I might try it this Monday, but was hoping someone else had already taken the plunge.


----------



## JaeAmera (Dec 25, 2006)

The birth child of an idea is action.

Try it and give us feedback.

One note: make sure it is raw aluminum foil, some foils come with non-stick coating.

Jae


----------



## Tesscinder (Oct 4, 2007)

I'm new to rhinestones but not to heat pressing. I work at home and have a parrot so I don't use teflon. When teflon is heated it can produce a gas that is deadly to birds. I use either parchment paper or just blank copy paper. You can buy parchment paper in the grocery store. We also use it for baking. I reuse it a few times. 

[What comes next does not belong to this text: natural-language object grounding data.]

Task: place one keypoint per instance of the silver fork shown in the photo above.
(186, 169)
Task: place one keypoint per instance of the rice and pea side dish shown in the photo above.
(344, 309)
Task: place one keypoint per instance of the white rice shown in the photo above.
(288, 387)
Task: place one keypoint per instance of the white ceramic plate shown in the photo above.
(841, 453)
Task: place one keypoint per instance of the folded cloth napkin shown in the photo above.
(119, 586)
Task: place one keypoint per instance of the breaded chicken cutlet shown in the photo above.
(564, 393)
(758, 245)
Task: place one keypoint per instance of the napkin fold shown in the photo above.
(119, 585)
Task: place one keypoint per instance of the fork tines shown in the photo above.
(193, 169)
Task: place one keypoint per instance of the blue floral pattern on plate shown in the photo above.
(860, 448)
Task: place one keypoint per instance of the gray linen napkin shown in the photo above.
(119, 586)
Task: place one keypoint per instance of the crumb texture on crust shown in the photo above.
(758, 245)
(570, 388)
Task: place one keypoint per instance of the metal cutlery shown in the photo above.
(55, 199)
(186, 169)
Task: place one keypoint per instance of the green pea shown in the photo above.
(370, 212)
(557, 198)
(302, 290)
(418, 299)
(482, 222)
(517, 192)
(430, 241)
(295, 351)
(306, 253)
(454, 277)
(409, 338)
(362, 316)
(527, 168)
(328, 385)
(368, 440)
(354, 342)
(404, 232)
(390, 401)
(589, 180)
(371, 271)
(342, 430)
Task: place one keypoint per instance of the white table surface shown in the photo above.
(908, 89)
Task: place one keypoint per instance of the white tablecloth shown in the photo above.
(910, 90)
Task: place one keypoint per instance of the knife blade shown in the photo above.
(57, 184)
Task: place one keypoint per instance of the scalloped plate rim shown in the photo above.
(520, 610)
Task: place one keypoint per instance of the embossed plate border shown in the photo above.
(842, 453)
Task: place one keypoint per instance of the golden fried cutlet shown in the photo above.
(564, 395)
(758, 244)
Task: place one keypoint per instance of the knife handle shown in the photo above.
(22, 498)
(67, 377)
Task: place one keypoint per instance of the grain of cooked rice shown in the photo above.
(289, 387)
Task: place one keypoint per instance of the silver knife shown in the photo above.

Don't forget when you're pressing a t-shirt to put a piece of paper between the front and back of the shirt to keep glue from going through to the back.

I'm just getting into rhinestones and have gleaned a lot of information from this site. Thanks to all those who so willingly share their knowledge.


----------



## lizziemaxine (Nov 14, 2007)

doctordun said:


> Could I use that new non-stick aluminum foil in place of a teflon sheet? Just a wild thought. I know it would be a one use thing, but the foil obviously is safe in oven temperatures and for food. Why not for fabric?
> 
> I might try it this Monday, but was hoping someone else had already taken the plunge.


Non-stick aluminum has a coating that might not be good for whatever you are pressing onto. 
Parchment paper would be better. Or, you can go to a craft/sewing store and buy an applique pressing sheet to use. It is teflon just a little thinner than what you get from the heat press supply place. It works fine.


----------



## raygold (Aug 13, 2009)

Jane is correct I have used applique pressing sheets for a long time they do the same job and are a third of the price.

Allan


----------



## daffynmark (May 17, 2009)

I use parchment paper, the kind you bake with. I can reuse the same sheet numerous times, have no problem with sticking, it's heat resistant and cheap. I think I have used 2 pieces in 6 months.


----------